Move your finger along the line of cards, stop at any card at random, pick it up and pretend to memorise it. In reality, take no notice of it. Place the card face-down on the top of your pack. The spectator does the same but, of course, notes and remembers his card. Carefully square up your cards and ask the spectator to do the same with his.

‘Now, will you cut your deck and complete the cut while I do the same with mine.’ The decks are cut and the cuts completed. This places the spectator’s card below your memorised key.

‘I shall give you my deck asking you to look through it. Take out the duplicate of the card you chose and place it face-down on the table in front of you. I will take your deck and do the same thing with my card.’

While giving the spectator these instructions casually glimpse the top and bottom cards of your deck*. Let’s say they are the Five of Diamonds and Queen of Clubs.

Exchange packs with him and immediately run through his deck, place the Five of Diamonds on the top and the Queen of Clubs on the bottom. Then find your key card. The card below will be the spectator’s card. Take it out and place it face-down on the table. The spectator, meantime, has found the duplicate of his card and placed it on the table.

Turn to the other spectator. ‘Will you cut off about two-thirds of that deck.’ Point to the spectator’s deck, ‘and place the cut on the table between the gentleman’s chosen card and the rest of the deck. I will do the same with this deck’ The cuts are made.

‘Now please count the remainder of the cards face-down on the table like this.’ Pick up the remainder of your cards (the smaller packet) and start dealing them rapidly so that you get well ahead of the spectator. Take no notice of the number of cards you deal. Listen to his count and just before he puts his last card down, announce the total of yours. ‘I have sixteen cards’ you say, actually announcing the number of cards you saw him deal. ‘How many have you?’ Sixteen.’ It seems that the strange thing is working again. But that may be only a coincidence.

‘Let’s go further. My sixteenth card is… the Queen of Clubs.’ Name it as you turn the card over. This card was originally the bottom card on both decks. Leave both cards face-up on top of their packets.
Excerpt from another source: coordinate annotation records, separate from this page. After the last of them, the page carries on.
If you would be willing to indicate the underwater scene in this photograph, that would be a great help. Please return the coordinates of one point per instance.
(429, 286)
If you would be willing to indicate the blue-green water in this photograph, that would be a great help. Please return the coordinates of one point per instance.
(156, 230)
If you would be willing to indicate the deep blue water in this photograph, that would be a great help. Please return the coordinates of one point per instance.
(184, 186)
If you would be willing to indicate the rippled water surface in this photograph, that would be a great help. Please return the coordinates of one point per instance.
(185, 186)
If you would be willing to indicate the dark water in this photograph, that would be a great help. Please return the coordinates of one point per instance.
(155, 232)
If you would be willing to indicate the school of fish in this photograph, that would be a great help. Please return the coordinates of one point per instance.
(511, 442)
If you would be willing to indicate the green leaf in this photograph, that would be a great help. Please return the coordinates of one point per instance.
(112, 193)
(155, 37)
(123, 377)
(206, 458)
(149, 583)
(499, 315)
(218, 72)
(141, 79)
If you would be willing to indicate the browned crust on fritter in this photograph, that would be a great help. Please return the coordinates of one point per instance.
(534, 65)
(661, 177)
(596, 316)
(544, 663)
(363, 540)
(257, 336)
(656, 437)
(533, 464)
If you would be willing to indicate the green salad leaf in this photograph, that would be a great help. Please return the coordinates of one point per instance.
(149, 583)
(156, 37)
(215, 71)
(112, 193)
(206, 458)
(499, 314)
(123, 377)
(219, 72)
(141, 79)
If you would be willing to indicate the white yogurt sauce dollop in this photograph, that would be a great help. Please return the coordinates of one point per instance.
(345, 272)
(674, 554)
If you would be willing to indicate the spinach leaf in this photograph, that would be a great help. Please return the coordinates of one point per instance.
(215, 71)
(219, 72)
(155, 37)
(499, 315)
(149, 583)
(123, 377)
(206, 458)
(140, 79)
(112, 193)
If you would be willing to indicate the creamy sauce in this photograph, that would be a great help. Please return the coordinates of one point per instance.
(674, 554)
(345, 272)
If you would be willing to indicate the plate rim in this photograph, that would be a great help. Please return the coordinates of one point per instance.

A moment ago we both cut our respective packets. I cut to… the Five of Diamonds,’ you say as you turn the top card of your other packet face-up. ‘Let’s see what card you cut to.’ Grip the sides of your chair and lean forward tensely. ’THE FIVE OF DIAMONDS TOO! I don’t quite believe it.’

‘Here is the final test. A moment ago we each chose a card at random from a face-down, thoroughly shuffled deck. I chose the Ten of Spades.’ Turn your card face-up.

‘Would you mind showing what card you chose. Don’t tell me that it was the Ten of Spades!’ Shake your head, frowning. ‘I still don’t understand it. How can such amazing things happen?’

Leave the three pairs of identical cards face-up on the table for the moment and for all to see.

*NOTE When Engel says, ‘While giving the spectator these instructions casually glimpse the top and bottom cards of your deck,’ I think he means you demonstrate what you want him to do by raising the deck and spreading it towards you as if looking for your selection. That makes it easy to note the top and bottom cards. Square the deck and then hand it to the spectator as you take his.

After having selected a card and cut it into the deck you could add two more cuts to lose it if you think it adds to the mystery, the spectator following along. I recommend an even number of additional cuts, two is fine, to maximise the chances of the selection remaining in the centre of the deck.